Marcus mengangguk perlahan. "Kita berusaha membuka sebuah portal, sesuatu yang memungkinkan kita mengalihkan jiwa. Itu seharusnya hanya eksperimen, tidak ada yang berbahaya. Tapi kita tidak tahu apa yang kita hadapi. Energi di tempat ini... itu lebih kuat dari yang kita bayangkan."
Emily berjalan ke tempat di mana dia yakin mereka pernah berdiri, tempat di mana ingatan itu terasa paling kuat. Dia berjongkok dan mulai menggali di tanah dengan tangan kosong. Marcus mengawasi dengan cemas, tetapi membiarkan Emily melanjutkan. Setelah beberapa menit, jari-jari Emily merasakan sesuatu yang keras. Sebuah kotak kayu kecil, mirip dengan yang dia temukan sebelumnya.
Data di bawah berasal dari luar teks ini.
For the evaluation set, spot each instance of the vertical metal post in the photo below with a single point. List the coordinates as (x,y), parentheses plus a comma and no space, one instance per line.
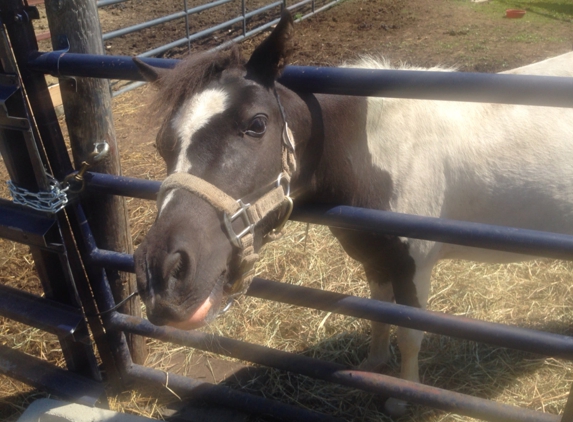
(25,164)
(568,411)
(56,271)
(187,25)
(244,11)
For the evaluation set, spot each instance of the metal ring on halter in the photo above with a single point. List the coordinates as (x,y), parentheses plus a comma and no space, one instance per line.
(228,305)
(280,179)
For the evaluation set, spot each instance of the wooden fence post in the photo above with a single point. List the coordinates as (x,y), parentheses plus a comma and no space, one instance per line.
(87,108)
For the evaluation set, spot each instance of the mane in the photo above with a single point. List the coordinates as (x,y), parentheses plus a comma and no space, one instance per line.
(191,75)
(374,62)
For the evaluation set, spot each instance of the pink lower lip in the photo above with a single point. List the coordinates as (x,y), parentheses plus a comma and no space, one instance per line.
(197,319)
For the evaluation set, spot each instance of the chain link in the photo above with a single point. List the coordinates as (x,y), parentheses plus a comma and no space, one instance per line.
(51,201)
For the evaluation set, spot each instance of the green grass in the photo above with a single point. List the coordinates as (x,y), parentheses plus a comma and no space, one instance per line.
(537,10)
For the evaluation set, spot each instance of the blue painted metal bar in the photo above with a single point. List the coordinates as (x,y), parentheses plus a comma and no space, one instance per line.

Dengan hati-hati, dia membuka kotak itu. Di dalamnya, terdapat buku yang sama seperti dalam ingatannya—buku tebal dengan simbol-simbol aneh di sampulnya. Hawa dingin menyelimuti Emily saat dia menyentuh buku itu. Marcus tampak kaget.
"Buku itu..." Marcus berbisik, "aku pikir kita telah kehilangannya."
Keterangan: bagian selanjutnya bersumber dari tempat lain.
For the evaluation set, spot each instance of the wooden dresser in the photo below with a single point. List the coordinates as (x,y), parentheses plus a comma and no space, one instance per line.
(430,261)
Emily membalik beberapa halaman buku tersebut, membaca mantra-mantra yang tidak dia mengerti. Setiap halaman terasa seperti mengandung kekuatan, sesuatu yang besar dan tak terduga. Hingga dia sampai pada halaman terakhir, di mana ada satu catatan yang ditulis dengan tangan—oleh Aaron.
"Jika kau membaca ini, maka kau sudah tahu apa yang terjadi. Ini bukan kecelakaan. Ini bukan kesalahan. Kau harus memilih, dan ingatlah, tidak ada jalan kembali."
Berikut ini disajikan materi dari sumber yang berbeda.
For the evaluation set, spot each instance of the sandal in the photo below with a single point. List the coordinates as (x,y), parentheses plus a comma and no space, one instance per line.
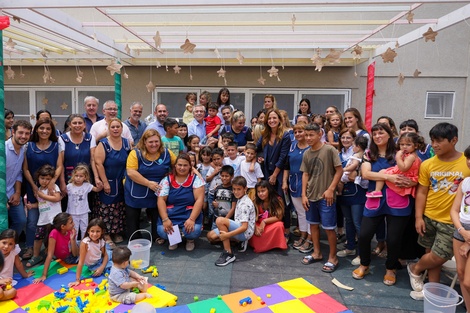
(33,261)
(298,243)
(309,259)
(27,254)
(390,278)
(360,272)
(329,267)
Emily tertegun. Catatan itu terasa seperti pesan dari masa lalu yang hanya bisa dia pahami sekarang. Tidak ada penjelasan lebih lanjut, hanya peringatan yang dingin.
Marcus melangkah maju, menatap buku itu dengan rasa takut dan penyesalan. "Kita tidak seharusnya bermain-main dengan ini. Kita mengira kita bisa mengendalikan kekuatan yang lebih besar dari kita, tapi kenyataannya, kita hanya menciptakan kekacauan."
Emily menutup buku itu dengan hati-hati, lalu menatap Marcus. "Ini adalah akibat dari keputusan kita dulu. Sekarang aku harus membuat keputusan lain."
Dengan liontin yang masih tergenggam erat di tangannya, Emily tahu apa yang harus dia lakukan. Ini bukan hanya tentang menemukan cara untuk kembali atau tetap sebagai Emily. Ini tentang memahami bahwa kekuatan yang dia hadapi bukanlah sesuatu yang bisa dia hindari, melainkan sesuatu yang harus dia kendalikan.
Dia menatap Marcus dengan tatapan penuh tekad. "Aku akan memilih. Tapi kali ini, aku yang memegang kendali."
KAMU SEDANG MEMBACA
Am I Turning Into a Girl?
ActionPagi itu, Aaron terbangun dengan perasaan yang aneh. Ia meraba wajahnya yang halus dan lentur, tak seperti biasanya yang kasar dan berjenggot. Kamar tidurnya pun tampak berbeda, lebih feminin dengan dekorasi bunga-bunga dan nuansa pastel. Dia tak ta...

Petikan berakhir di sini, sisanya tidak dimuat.